Secondly, are we building a generation of answer-dependent users, or simply refining the art of finding truth?
Hopefully, it’s the latter. With thoughtful design and user-centric experiences, the ecosystem can still make the web a better place, even as the landscape shifts and traditional visibility declines. I love where SEO is going, thank you and the team for sharing this.
On point!
The Kevin Indig value!!! 🔥
And all for free?!?! He never stops 🎉
🙏🙏🙏
This is excellent. Thanks for putting it together. Loads of insights to shamelessly steal (I mean, strategically summarise) for clients.
If you’re open to it, I had a few follow-up questions:
1. In my experience, one challenge with remote usability testing is that participants often engage more deeply than they would in an organic setting (demand characteristics, and all that).
Do you think your testers might have paid more attention to AIOs than typical users would in the wild, possibly making the CTR drop-offs here lower than what might happen naturally? Or does this roughly align with the larger-scale traffic patterns you’ve seen?
2. How much variance did you notice in scroll depth or click-out rates across categories? Did user behaviour tend to cluster, or did it vary widely by query type? And did you categorise queries in any more granular ways that could be used to stratify the data, beyond health/DIY etc (e.g., by query structure, industry, etc.)?
Essentially I’m wondering how likely it is for scroll depth to be vary significantly across industries and different query types.
3. That section on users clicking through to social platforms to validate AIOs is fascinating—30% on desktop is higher than I’d have guessed. When you say a user clicked through to Reddit or other forums, was that specifically through the “Discussions and forums” SERP feature, or did it also include clicks on organic listings or search refinements?
Sorry if any of those are answered in the write-up and I missed it. Really appreciate the work you’ve done here.
Haha, my pleasure!
Regarding your questions:
1/ No, we accounted for that by mixing the questions with queries that don't return AIOs.
2/ user behavior varied by query type. for example, finding a coupon and comparing drug side effects were very different. for the former, users basically skim. for the latter, they really take their time. The variance is there for sure (see mean vs. median).
3/ it varied, but users sought out Reddit in either way. I will say the 30% is also an average that varies by query stakes and context.
All good! Happy to clarify, of course :).

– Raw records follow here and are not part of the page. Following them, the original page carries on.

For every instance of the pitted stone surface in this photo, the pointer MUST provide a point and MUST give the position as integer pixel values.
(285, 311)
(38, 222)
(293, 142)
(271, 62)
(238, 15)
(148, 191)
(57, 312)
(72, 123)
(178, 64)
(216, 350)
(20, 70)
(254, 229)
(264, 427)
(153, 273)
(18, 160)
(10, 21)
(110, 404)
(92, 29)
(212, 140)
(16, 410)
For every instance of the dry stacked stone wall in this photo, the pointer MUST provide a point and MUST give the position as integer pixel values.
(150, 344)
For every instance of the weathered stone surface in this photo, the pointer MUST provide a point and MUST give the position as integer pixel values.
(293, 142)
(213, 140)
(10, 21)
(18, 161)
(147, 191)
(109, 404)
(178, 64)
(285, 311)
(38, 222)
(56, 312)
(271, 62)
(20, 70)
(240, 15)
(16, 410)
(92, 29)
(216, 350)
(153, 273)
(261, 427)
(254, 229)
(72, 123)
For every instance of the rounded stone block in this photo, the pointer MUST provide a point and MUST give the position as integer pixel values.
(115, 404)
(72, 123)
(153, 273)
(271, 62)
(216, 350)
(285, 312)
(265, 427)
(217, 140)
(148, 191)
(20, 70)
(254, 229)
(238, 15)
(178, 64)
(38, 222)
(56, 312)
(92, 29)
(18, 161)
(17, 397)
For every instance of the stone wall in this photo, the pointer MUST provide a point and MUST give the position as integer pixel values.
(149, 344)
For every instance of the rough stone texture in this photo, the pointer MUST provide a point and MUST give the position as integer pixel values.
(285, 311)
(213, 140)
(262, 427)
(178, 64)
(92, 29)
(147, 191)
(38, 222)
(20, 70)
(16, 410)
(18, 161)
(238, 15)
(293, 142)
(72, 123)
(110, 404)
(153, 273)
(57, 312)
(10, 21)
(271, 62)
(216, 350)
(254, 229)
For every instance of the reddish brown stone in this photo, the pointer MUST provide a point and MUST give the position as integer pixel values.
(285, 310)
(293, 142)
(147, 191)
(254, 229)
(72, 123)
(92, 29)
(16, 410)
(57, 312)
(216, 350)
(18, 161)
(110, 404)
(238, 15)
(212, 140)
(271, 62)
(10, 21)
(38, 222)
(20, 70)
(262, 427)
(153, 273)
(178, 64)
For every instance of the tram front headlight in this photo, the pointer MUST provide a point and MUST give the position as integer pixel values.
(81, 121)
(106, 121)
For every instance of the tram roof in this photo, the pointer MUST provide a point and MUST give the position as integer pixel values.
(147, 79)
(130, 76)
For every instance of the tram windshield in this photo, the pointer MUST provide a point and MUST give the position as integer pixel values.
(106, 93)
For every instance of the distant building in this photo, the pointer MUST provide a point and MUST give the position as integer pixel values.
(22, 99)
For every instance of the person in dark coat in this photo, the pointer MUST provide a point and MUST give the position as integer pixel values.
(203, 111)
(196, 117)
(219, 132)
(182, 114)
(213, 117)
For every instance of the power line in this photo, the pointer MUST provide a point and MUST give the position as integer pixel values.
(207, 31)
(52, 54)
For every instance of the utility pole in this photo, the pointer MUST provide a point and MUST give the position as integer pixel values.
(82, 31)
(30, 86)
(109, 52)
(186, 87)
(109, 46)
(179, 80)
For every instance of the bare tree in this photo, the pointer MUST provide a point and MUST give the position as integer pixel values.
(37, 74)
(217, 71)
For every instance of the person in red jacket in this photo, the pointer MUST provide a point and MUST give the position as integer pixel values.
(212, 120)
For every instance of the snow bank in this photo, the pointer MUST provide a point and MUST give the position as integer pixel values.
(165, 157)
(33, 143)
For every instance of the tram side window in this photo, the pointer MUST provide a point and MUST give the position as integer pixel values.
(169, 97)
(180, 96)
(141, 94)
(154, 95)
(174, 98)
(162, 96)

I remember we have chatted about these things back a few months in the old year. Great to see what you have done here. This piece of work made me a paying subscriber to pro plan.
🙇🏻♂️🙇🏻♂️🙇🏻♂️
Großartig Kevin. This one made me a subscriber.
Aw huge! Danke, Ralf :)
Absolutely fascinating. Thanks for putting this together.
It's always good to see research back up your intuition. I so rarely read the full AI response - AIO or chatbots - I read the first few lines and maybe scan some more of the content.
It is also interesting to see how few clicks the AIO citations are getting and that more often than not users were still clicking on organic.
I realise this is qualitative research but I wonder how many of these metrics could be measured at scale?
Thanks! Check out my previous posts with lots of aggregated quant data.
You're right that people still click organic results, but I will also say that AIOs decrease clicks significantly. Both is true at the same time.
Outstanding Kevin. Unparalleled insights. Insanely valuable for businesses and SEOs IMO
thank you so much!
Well this is an amazing analysis/write up, Kevin. Upgrading to paid 👏
Thanks so much ,Tyler!
Finally some real user insight behind all the speculation around AIOs. That 2/3 drop in desktop clicks is wild. Question - with visibility becoming the new currency (instead of clicks), how should we start thinking about measuring content performance going forward?
Thanks!
I think the new measuring models still need to be built. My take is that we need to measure visibility, for example in share of voice, and find a way t9 track quality impressions. I'll publish more on that shortly :).